Any noise from Fiona sent her stock-still. She could only imagine what the Irish girl looked like. Occasionally Fiona dragged junk up to the attic. The stairs complained loudly at the slightest pressure, an efficient alarm. Once the maid moved on, Cora returned to her tiny range of activities. The girl’s vulgarities reminded Cora of the plantation and the stream of oaths delivered by the hands when master’s eye was not on them. The small rebellion of servants everywhere. She assumed Fiona spat in the soup.
The maid’s route home did not include a cut across the park. Cora never saw her face even as she became a student of the girl’s sighs. Cora pictured her, scrappy and determined, a survivor of famine and the hard relocation. Martin told her she’d come to America on a Carolina charter with her mother and brother. The mother got lung sickness and died a day out from land. The boy was too young to work and had a puny constitution overall; older Irish ladies passed him around most days. Was Irishtown similar to the colored streets in South Carolina? Crossing a single street transformed the way people talked, determined the size and condition of the homes, the dimension and character of the dreams.
In a few months it would be the harvest. Outside the town, in the fields, the cotton would pop into bolls and travel into sacks, picked this time by white hands. Did it bother the Irish and Germans to do nigger work, or did the surety of wages erase dishonor? Penniless whites took over the rows from penniless blacks, except at the end of the week the whites were no longer penniless. Unlike their darker brethren, they could pay off their contracts with their salaries and start a new chapter.

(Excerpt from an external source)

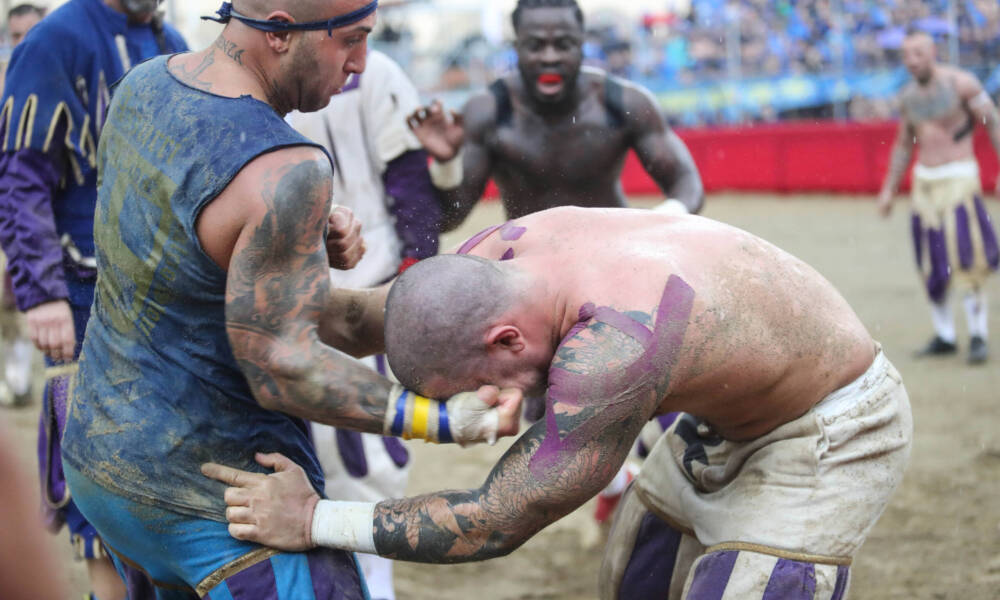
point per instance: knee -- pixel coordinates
(753, 575)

Jockey used to talk on Randall about how the slavers needed to roam deeper and deeper into Africa to find the next bunch of slaves, kidnapping tribe after tribe to feed the cotton, making the plantations into a mix of tongues and clans. Cora figured that a new wave of immigrants would replace the Irish, fleeing a different but no less abject country, the process starting anew. The engine huffed and groaned and kept running. They had merely switched the fuel that moved the pistons.
The sloping walls of her prison were a canvas for her morbid inquiries, particularly between sundown and Martin’s late-night visit. When Caesar had approached her, she envisioned two outcomes: a contented, hard-won life in a northern city, or death. Terrance would not be content to merely discipline her for running away; he would make her life an ornate hell until he got bored, then have her dispatched in a gory exhibition.

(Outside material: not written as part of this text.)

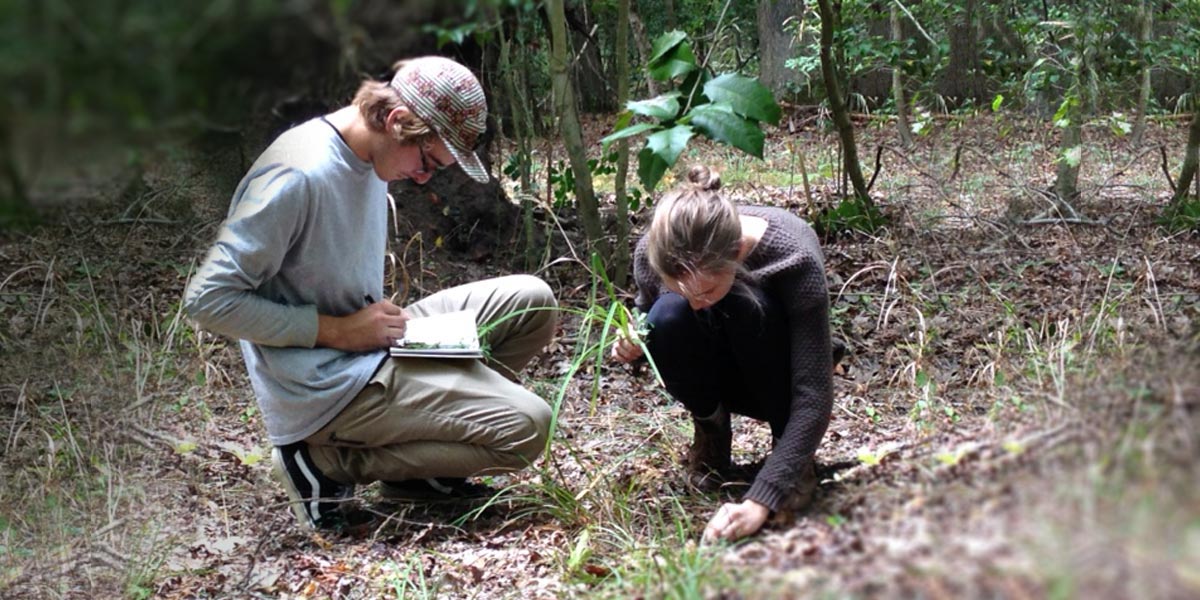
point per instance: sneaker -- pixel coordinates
(708, 457)
(435, 490)
(315, 498)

Her northern fantasy, those first weeks in the attic, was a mere sketch. Glimpses of children in a bright kitchen-always a boy and a girl-and a husband in the next room, unseen but loving. As the days stretched, other rooms sprouted off the kitchen. A parlor with simple but tasteful furniture, things she had seen in the white shops of South Carolina. A bedroom. Then a bed covered in white sheets that shone in the sun, her children rolling on it with her, the husband’s body half visible at the edges. In another scene, years hence, Cora walked down a busy street in her city and came across her mother. Begging in the gutter, a broken old woman bent into the sum of her mistakes. Mabel looked up but did not recognize her daughter. Cora kicked her beggar’s cup, the few coins flew into the hubbub, and she continued on her afternoon errand to fetch flour for her son’s birthday cake.

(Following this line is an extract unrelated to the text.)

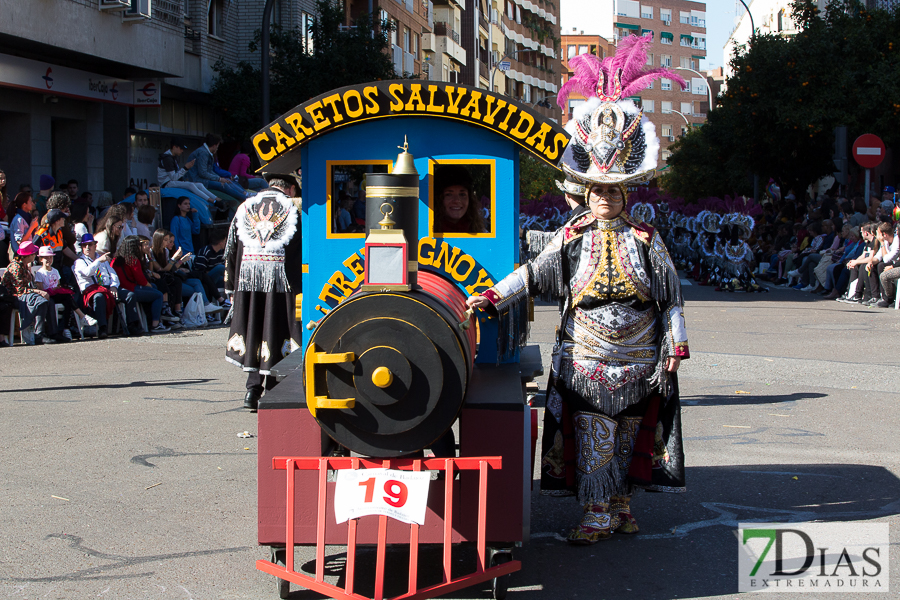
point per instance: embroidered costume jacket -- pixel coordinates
(622, 314)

In this place to come, Caesar occasionally came for supper and they laughed ruefully about Randall and the travails of their escape, their eventual freedom. Caesar told the children how he got the small scar over his eyebrow, dragging a finger across it: He was caught by a slave catcher in North Carolina but got free.
Cora rarely thought of the boy she had killed. She did not need to defend her actions in the woods that night; no one had the right to call her to account. Terrance Randall provided a model for a mind that could conceive of North Carolina’s new system, but the scale of the violence was hard to settle in her head. Fear drove these people, even more than cotton money. The shadow of the black hand that will return what has been given. It occurred to her one night that she was one of the vengeful monsters they were scared of: She had killed a white boy. She might kill one of them next. And because of that fear, they erected a new scaffolding of oppression on the cruel foundation laid hundreds of years before. That was Sea Island cotton the slaver had ordered for his rows, but scattered among the seeds were those of violence and death, and that crop grew fast. The whites were right to be afraid. One day the system would collapse in blood.